Since they began popping up in the 1980s, the Mexican maquiladora has been the country's economic bread and butter. But that drive south has gone south. The maquila directory indicates that the number of maquilas in August 2003 was 2,830, down 12.9 percent from the year before, after an 11.8-percent dropoff between 2001 and 2002. Apparel and textiles – replicating the experience of the U.S. Southeast – has seen the steepest decline, losing some 22 percent of operations between 2001 and 2002, although the rate of attrition has slowed. Cone Mills, even as it fights off creditors amid mounting losses, continues to operate a mill in Parras and is seeking financing of between $60 million and $90 million to build or retrofit a denim facility elsewhere in Mexico.
        Durango, with a 30-percent drop in maquilas, leads the hardest-hit states by a large margin, followed by Baja California (17.3 percent), Coahuila (16.3 percent) and Chihuahua (12 percent).
        Almost all sectors have shared in this dropoff, except these: machinery and equipment assembly plants, which continue to inch upward; services, which has broken the 250-facility barrier; tools and equipment; and transportation equipment.

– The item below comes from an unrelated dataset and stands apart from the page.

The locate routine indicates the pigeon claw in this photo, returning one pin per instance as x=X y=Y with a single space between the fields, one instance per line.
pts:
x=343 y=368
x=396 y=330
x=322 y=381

        After some rumblings about moving operations to China, Delphi has done some consolidation and remodeling at its Mexican plants, said Delphi spokesman Xochilt Diaz Porras in August 2003. Critical mass has to be one thing in Mexico's favor. The company has 11 plants in China with 5,000 total employees. Its 55 Mexican plants – a third of the company's entire portfolio – employ some 70,000, with 15 facilities in Juarez alone employing up to 19,000. After 25 years of operations there, production will continue, including at its new door latch actuator plant in Matamoros.
        The maquila mayday seems to have hit bottom. According to an August newsletter from the Mexican Association of Business and Industrial Parks, the dive that saw maquila employment fall from its 2000 peak of 1.3 million to under 1 million jobs is now leveling out. And in September 2003, the Mexican Secretary of the Economy issued reforms designed to streamline maquila paperwork and processing hassles. The decrees spoke of eliminating obstacles to the operation of companies and giving "legal certainty to the exporting community." Such pronouncements are sure to hold some sway over wavering companies.
        Claims by some Delphi officials and others that Mexico's transportation costs to the U.S. barely beat China's are backed by an A.T. Kearney estimate that, for every dollar of product produced, Mexican costs only hold an advantage over China of $0.05. Still, that's a lot of nickels, but lagging investment in engineering, IT and basic education has done nothing to help win over fence-straddlers.
        Other operations are also looking on the U.S. side of the border, driven there primarily by Mexico's persistently high utility costs. Still moldering under state control despite calls for private investment, those utilities drive energy costs some 20-percent higher than Mexico's competitors.